It's probably not surprising that a document with the word "rights" in the title would take on the theme of rights and privileges. (That's kind of the whole point.)
The Declaration of the Rights of Man and Citizen is a list of rights and privileges that, according to it, all men are born with and governments should stop trying to take away. The Enlightenment thinkers of this era were obsessed with the idea that there are natural laws that have always existed, but that people weren't clever enough to list them until now.
Aren't we lucky they finally put quill to paper?
Questions About Rights and Privileges
- Why do you think multiple titled aristocrats were willing to approve the Declaration of the Rights of Man and Citizen despite the fact that it aimed to strip them of their inherited privileges?
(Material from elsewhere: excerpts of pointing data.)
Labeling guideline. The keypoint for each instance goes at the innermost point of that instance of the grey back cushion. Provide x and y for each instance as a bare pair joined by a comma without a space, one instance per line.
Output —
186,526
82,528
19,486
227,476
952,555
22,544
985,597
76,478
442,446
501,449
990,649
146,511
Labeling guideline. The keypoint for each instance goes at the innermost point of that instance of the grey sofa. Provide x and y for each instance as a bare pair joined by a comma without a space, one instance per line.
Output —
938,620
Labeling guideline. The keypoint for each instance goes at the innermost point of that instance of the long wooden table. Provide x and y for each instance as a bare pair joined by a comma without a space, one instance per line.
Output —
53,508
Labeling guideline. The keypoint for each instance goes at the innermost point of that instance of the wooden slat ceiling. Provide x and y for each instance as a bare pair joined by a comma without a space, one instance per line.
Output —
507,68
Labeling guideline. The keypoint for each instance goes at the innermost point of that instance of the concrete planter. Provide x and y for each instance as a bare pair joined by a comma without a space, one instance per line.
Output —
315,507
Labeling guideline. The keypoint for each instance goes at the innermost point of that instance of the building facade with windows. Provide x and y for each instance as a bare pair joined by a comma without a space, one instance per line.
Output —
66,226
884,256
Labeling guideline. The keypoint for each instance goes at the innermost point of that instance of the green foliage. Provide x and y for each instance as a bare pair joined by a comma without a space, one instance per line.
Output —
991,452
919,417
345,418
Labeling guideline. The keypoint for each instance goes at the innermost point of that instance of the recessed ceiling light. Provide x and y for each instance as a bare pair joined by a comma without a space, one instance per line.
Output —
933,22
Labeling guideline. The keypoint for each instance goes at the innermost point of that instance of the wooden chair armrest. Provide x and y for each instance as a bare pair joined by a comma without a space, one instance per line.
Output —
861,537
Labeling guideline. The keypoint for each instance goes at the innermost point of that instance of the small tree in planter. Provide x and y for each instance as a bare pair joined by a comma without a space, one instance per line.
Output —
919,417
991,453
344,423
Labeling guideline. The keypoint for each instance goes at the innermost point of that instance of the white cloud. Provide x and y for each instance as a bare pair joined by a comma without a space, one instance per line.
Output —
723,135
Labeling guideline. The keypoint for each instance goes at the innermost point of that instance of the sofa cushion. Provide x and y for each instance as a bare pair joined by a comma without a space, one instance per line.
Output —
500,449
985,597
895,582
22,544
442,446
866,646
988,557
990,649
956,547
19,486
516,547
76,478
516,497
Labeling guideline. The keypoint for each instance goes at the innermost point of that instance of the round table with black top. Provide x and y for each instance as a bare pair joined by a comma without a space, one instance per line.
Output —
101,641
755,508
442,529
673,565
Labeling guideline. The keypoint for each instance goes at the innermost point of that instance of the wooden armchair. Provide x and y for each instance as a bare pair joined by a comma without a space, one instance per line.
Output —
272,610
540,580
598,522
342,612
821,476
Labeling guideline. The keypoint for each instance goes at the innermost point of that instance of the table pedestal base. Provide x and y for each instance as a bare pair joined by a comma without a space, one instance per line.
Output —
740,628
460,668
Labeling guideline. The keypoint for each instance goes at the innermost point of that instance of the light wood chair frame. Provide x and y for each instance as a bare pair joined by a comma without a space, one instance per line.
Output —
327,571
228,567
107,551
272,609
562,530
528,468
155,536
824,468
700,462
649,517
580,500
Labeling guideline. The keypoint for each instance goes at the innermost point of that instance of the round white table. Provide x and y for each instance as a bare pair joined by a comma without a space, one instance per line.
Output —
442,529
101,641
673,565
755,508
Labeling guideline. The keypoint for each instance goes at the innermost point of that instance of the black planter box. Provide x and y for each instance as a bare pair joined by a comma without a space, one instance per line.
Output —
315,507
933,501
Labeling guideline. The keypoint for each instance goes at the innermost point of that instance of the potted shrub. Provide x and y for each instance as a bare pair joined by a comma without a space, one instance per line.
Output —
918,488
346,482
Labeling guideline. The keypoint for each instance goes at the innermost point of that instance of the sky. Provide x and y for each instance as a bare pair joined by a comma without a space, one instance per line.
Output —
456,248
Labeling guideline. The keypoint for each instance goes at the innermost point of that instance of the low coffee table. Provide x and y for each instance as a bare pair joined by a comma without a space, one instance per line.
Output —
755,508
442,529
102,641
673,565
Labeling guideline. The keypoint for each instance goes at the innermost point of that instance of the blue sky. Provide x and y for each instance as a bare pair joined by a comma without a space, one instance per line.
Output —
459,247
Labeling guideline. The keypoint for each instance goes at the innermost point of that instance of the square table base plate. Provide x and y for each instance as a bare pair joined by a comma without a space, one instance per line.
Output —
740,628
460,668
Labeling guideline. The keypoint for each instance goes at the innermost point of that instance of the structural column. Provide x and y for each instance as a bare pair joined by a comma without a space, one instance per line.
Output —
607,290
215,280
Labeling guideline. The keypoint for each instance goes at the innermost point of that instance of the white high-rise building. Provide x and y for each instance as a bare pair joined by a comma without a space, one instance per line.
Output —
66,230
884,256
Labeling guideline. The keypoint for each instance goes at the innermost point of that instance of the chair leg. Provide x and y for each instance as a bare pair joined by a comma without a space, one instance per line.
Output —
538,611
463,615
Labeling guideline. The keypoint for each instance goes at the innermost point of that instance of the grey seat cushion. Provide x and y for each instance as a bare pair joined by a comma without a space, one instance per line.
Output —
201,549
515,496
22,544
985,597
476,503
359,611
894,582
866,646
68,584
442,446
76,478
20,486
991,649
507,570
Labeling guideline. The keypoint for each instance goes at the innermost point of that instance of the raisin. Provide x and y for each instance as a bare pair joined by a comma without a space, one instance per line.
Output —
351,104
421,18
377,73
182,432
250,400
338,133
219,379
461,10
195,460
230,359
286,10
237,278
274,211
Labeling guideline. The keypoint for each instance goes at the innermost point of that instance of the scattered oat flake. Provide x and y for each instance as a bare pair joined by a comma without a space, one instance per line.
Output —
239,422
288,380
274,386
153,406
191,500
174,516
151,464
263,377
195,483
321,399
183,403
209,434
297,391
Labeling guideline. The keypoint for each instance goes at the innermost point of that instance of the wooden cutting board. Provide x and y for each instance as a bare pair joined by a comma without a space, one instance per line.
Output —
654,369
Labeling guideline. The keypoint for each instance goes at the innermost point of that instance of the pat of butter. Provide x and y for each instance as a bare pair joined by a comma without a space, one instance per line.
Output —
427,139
- Should the Declaration of the Rights of Man and Citizen have extended the rights listed to people beyond land owning men, or would this have been too revolutionary and negated the entire document?
- How have the rights within the Declaration of the Rights of Man and Citizen withstood the test of time? Do they still apply today, or do they need extensive updating to be relevant?
Chew on This
Because it fails to include the emancipation of slavery, the Declaration of the Rights of Man and Citizen cannot be taken seriously or ever raised up as a serious list of human rights.
The Declaration of the Rights of Man and Citizen replaced one type of privilege (that of the nobility) with another (that of the voter), and for this, it has earned its place among the greatest achievements of the modern world.